Übergriff auf Journalist ungeklärt

Poli­zisten konnten wegen ihrer Helme nicht iden­ti­fi­ziert werden
Die Ermitt­lungen gegen einen Ber­liner Jour­na­listen wurden ein­ge­stellt. Das klingt besser, als es ist. Denn die Polizei hat ihr Ziel längst erreicht: Er wurde an seiner Arbeit gehindert.

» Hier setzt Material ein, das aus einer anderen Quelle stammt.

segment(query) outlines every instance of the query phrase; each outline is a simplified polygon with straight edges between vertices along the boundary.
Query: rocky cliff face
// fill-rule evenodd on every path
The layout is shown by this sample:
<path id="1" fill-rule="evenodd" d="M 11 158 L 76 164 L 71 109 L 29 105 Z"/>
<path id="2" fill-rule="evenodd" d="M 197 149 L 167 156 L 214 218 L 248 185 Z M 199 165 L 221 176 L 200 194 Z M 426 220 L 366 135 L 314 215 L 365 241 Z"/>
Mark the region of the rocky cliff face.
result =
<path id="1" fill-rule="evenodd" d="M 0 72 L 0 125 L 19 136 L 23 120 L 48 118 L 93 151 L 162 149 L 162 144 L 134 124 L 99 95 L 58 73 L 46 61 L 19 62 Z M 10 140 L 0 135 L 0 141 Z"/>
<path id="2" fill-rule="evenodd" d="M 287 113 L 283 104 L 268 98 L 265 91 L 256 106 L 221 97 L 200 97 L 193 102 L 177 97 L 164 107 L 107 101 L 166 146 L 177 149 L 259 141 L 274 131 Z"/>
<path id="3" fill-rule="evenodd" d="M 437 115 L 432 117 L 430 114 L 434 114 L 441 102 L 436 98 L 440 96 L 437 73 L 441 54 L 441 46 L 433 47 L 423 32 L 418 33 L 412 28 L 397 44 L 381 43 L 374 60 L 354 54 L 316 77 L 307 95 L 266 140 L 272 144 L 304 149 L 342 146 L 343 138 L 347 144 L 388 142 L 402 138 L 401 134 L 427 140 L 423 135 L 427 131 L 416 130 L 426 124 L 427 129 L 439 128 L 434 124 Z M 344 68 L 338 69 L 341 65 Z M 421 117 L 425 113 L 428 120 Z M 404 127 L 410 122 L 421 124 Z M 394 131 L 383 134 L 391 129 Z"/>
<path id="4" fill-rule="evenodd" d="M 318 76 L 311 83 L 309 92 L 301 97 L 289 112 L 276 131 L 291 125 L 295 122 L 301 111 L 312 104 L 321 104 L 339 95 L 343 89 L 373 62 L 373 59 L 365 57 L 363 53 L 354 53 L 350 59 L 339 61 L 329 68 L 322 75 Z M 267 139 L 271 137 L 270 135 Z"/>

Der für ver­schiedene Agen­turen und Zei­tungen, dar­unter das »nd«, tätige Jour­nalist und Fotograf Björn Kietzmann begleitete am späten Abend des 16. Juli gut erkennbar als Pres­se­ver­treter eine linke Demons­tration in Berlin – in Erin­nerung an den zehn Jahre zuvor in Genua von der Polizei erschos­senen Glo­ba­li­sie­rungs­kri­tiker Carlo Giu­liani. Plötzlich wurde er von einem Trupp behelmter Poli­zisten zu Boden gerissen, wobei seine Kamera beschädigt wurde. Er wurde fest­ge­nommen und rund zwei Stunden fest­ge­halten. Ein Polizist hatte Kietzmann beschuldigt, einen Böller gezündet zu haben. Kietzmann weist die Anschul­digung von sich. Er habe nur seine Arbeit gemacht.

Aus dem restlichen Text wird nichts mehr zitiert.